Hello,

I've spent the past few months prototyping a security modules system for 
Wayland. Our specific motivation for this is to support SELinux integration to 
meet some rather unique security requirements. However, what we are proposing 
here is a rather general purpose security module system that provides high 
level hooks modules can then implement. Potential usecases for this system are:

* Creating SELinux permissions for Wayland actions.
* Integrating with non-SELinux Linux Security Modules (AppArmor/SMACK/etc).
* Integrating with PolicyKit.
* Disabling privileged protocols that a specific compositor implements.
* Restricting privileged protocols to trusted clients.
* Creating backends for wp_security_context_manager.

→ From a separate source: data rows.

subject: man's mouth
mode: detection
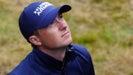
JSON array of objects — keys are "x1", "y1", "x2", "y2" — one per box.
[{"x1": 61, "y1": 31, "x2": 69, "y2": 37}]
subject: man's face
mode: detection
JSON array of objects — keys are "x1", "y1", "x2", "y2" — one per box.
[{"x1": 35, "y1": 14, "x2": 72, "y2": 49}]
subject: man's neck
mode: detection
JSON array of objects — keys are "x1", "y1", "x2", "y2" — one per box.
[{"x1": 38, "y1": 46, "x2": 67, "y2": 61}]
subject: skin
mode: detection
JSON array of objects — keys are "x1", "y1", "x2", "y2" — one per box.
[{"x1": 29, "y1": 14, "x2": 72, "y2": 61}]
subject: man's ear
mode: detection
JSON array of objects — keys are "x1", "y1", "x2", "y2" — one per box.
[{"x1": 29, "y1": 35, "x2": 41, "y2": 46}]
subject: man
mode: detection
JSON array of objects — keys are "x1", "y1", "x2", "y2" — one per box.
[{"x1": 8, "y1": 1, "x2": 95, "y2": 75}]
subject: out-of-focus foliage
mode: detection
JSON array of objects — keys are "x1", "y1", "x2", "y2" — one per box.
[{"x1": 0, "y1": 0, "x2": 132, "y2": 75}]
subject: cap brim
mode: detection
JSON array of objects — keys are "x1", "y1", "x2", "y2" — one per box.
[
  {"x1": 38, "y1": 5, "x2": 71, "y2": 28},
  {"x1": 58, "y1": 5, "x2": 71, "y2": 14}
]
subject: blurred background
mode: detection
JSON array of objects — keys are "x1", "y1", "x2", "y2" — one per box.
[{"x1": 0, "y1": 0, "x2": 133, "y2": 75}]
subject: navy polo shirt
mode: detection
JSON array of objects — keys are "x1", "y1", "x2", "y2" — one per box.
[{"x1": 8, "y1": 44, "x2": 95, "y2": 75}]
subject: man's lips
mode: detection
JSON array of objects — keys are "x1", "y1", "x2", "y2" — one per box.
[{"x1": 61, "y1": 31, "x2": 69, "y2": 37}]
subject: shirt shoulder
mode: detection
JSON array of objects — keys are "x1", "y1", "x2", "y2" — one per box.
[
  {"x1": 8, "y1": 53, "x2": 34, "y2": 75},
  {"x1": 70, "y1": 44, "x2": 95, "y2": 75},
  {"x1": 71, "y1": 44, "x2": 92, "y2": 62}
]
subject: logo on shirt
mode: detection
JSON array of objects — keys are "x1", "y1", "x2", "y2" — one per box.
[{"x1": 34, "y1": 2, "x2": 53, "y2": 16}]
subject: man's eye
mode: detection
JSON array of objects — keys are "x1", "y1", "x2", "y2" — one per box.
[{"x1": 59, "y1": 14, "x2": 63, "y2": 18}]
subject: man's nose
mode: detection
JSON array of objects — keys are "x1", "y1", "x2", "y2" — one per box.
[{"x1": 58, "y1": 21, "x2": 67, "y2": 30}]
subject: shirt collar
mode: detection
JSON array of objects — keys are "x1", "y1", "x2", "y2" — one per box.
[{"x1": 32, "y1": 44, "x2": 76, "y2": 70}]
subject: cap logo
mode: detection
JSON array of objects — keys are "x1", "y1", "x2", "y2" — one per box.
[{"x1": 34, "y1": 2, "x2": 53, "y2": 16}]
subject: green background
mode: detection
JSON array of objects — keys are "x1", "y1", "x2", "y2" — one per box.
[{"x1": 0, "y1": 0, "x2": 133, "y2": 75}]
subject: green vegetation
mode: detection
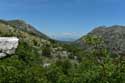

Our current proof of concept is here: 
https://gitlab.freedesktop.org/bsloane1650/wayland.
Some more in-depth technical discussion is available in the doc/WSM.md file in 
that repository.

We also have some modules in development here: 
https://gitlab.freedesktop.org/bsloane1650/wayland-security-modules
* Logger - a basic proof of concept that demonstrates instantiating a module 
and logging every access.
* Allow-list - A basic proof of concept that demonstrates globally restricting 
what interfaces can be used.
* SELinux - A more complex module that defers all access decisions to the 
system's SELinux policy (under active development)

The overall design is to add hooks at key points in libwayland:
* Creation and destruction of core libwayland objects: wl_client, wl_display, 
wl_global, wl_resource
* Prior to sending an event to the client
* Prior to invoking the request handler after receiving a request from a client.
* Prior to publishing a global object
* Prior to binding a global object.

A security module is represented by a "struct wsm" object, which has void* for 
modules to use, and a function pointer for each hook. Compositors can 
instantiate these structs however they like and pass them into a new 
wl_display_create_with_wsms method. The existing wl_display_create method is 
modified to dynamically load shared object files based on the new 
WAYLAND_SECURITY_MODULES environmental variable. These shared objects are 
expected to export a wl_wsm_init symbol that instantiates a wsm structure.

We have had success running this by linking unmodified compositors (mostly 
Weston) against an updated libwayland. Depending on what accesses the module 
blocks, existing compositors work without even needing a recompile. However, to 
be useful, we have found a couple of areas that additional compositor 
integration is needed. Mostly this has been shifting from wl_resourc_create to 
wl_resource_create_with_related in a few key places (such as creating a 
wl_data_offer) to allow the security modules to associated resources that are 
shared between clients. 

We have also found a need to modify compositors to deal with denials associated 
with new_id type requests. We think we have a workable solution implemented in 
libwsm_compositor that compositors can incorporate with a few library calls; 
but I still consider this the most questionable part of the project. This issue 
is discussed rather in much more detail in doc/WSM.md. Any input on this would 
be greatly appreciated.

We have also experimented with per-surface screenshot restrictions in Weston, 
which needs to be implemented almost entirely in the compositor itself.

We probably should have gone public with this far earlier in the design 
process. However, despite the late stage we find ourselves in, we are open to 
significant revisions based on community feedback.